Es un amor que está más allá del perdón, más allá de los defectos del otro, más allá de todo juicio moral, humano, social. Es un amor que conoce que en cada ser está la semilla del estado de Budha, la bondad fundamental, un amor que conoce las causas profundas del sufrimiento y de los errores del otro.

¿Se os inflama el corazón al pensar que podemos ser capaces de amar así?

Así aman los maestros. Aceptando nuestras imperfecciones y permaneciendo siempre ahí, sonrientes, bondadosos, generosos, radiantes… otorgándonos su gracia, sus bendiciones, sus enseñanzas, derramando así su amor en nosotros. ¡Es una gran alegría! ¿No
os parece?

Todos somos libres de poder amar sin límites, tenemos una inmensa capacidad
de hacerlo ¡Hagámoslo! ¡Seamos generosos aquí y ahora, en este mismo momento!
Hay un punto negro cuando queremos ser buenos y generosos: ¿por qué hay personas que nos caen mal “porque sí”? Veamos nuestras dificultades en amarlos.

¡Es tan hermoso que te amen tal cual eres! Todos lo deseamos.

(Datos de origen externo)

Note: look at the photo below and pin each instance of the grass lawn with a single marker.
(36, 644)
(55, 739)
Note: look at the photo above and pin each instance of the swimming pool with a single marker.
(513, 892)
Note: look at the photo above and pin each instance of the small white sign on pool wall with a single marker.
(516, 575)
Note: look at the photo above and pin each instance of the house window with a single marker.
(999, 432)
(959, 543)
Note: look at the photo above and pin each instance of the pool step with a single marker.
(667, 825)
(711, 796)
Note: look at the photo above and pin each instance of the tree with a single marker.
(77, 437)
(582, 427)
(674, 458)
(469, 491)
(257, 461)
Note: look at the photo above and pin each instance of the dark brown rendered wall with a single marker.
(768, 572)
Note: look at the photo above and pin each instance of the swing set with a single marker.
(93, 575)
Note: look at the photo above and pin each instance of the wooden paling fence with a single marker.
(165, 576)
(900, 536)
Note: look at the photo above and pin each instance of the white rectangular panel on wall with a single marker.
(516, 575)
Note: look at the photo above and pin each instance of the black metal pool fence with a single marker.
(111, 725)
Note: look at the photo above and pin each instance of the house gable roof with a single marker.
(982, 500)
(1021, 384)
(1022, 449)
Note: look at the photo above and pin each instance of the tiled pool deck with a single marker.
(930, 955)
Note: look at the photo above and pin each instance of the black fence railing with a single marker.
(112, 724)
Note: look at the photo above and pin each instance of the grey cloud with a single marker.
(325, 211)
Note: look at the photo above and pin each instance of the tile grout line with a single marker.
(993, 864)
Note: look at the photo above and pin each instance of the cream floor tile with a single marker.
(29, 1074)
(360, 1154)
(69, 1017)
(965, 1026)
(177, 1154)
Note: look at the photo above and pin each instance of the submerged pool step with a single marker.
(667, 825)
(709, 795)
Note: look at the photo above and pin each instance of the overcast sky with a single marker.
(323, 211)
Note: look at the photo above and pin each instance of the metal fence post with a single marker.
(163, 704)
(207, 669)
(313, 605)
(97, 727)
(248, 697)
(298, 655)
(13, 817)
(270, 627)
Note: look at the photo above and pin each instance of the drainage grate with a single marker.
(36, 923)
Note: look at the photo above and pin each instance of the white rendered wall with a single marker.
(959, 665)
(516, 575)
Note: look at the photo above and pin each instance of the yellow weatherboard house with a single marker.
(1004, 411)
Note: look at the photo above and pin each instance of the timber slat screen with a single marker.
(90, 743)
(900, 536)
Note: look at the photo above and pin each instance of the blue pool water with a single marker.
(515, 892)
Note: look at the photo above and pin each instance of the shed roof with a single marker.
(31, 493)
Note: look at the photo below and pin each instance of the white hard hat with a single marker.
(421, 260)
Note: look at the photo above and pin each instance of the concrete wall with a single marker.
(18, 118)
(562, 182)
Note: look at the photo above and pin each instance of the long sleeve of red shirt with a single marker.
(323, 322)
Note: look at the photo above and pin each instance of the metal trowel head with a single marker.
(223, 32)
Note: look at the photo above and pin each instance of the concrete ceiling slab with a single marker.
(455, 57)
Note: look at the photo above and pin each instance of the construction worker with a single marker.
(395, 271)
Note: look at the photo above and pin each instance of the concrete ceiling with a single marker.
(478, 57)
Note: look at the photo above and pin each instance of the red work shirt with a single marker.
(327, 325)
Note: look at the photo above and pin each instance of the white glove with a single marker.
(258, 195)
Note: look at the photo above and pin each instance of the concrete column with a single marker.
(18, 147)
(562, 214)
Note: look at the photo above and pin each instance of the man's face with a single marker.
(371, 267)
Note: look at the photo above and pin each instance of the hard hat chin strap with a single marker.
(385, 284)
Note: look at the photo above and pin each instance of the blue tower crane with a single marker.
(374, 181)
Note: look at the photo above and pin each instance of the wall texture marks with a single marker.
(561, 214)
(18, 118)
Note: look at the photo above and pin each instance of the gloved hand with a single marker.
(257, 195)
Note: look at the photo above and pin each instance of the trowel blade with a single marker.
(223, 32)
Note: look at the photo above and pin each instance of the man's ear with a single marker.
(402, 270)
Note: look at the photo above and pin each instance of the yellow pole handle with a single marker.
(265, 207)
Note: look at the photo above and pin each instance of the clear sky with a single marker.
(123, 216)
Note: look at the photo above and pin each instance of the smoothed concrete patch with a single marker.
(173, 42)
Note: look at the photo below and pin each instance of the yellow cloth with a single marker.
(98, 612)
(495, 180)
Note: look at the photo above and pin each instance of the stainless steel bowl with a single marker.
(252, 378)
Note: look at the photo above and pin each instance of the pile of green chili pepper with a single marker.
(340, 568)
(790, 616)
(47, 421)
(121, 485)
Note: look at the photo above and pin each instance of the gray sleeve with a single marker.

A veces uno no puede amar con el cuerpo (caricias, masaje…) ni con la palabra (dulces y amables…) pero sí con la mente, a solas con nosotros mismos, así que lo podemos hacer con
la oración. ¡Usemos pues el poder de la oración!: ¡Que yo no sea causa de sufrimiento para nadie! ¡Qué broten en mí espontáneamente el amor y la compasión!¡Que nazca en mí una inconmensurable capacidad de amar y ayudar a todos los seres, sin excluir a ninguno! ¡Que pueda abandonar el enfado que hace sufrir a otros y me ciega! Abrir el corazón, derramar lágrimas por uno mismo o por los demás, lamentar los errores, tener buenos deseos, descubrir la generosidad, irradiar alegría…

Todas estas emociones abren nuestro corazón, más y más, y nos permiten conectar con la fuente de amor que todos llevamos dentro. Dejémoslas salir y vivir un instante y, luego, sigamos nuestro camino, el que sea, por hoy. ¡Mañana ya veremos! Tenemos derecho
a ser felices y tenemos derecho a equivocarnos y a seguir siendo queridos.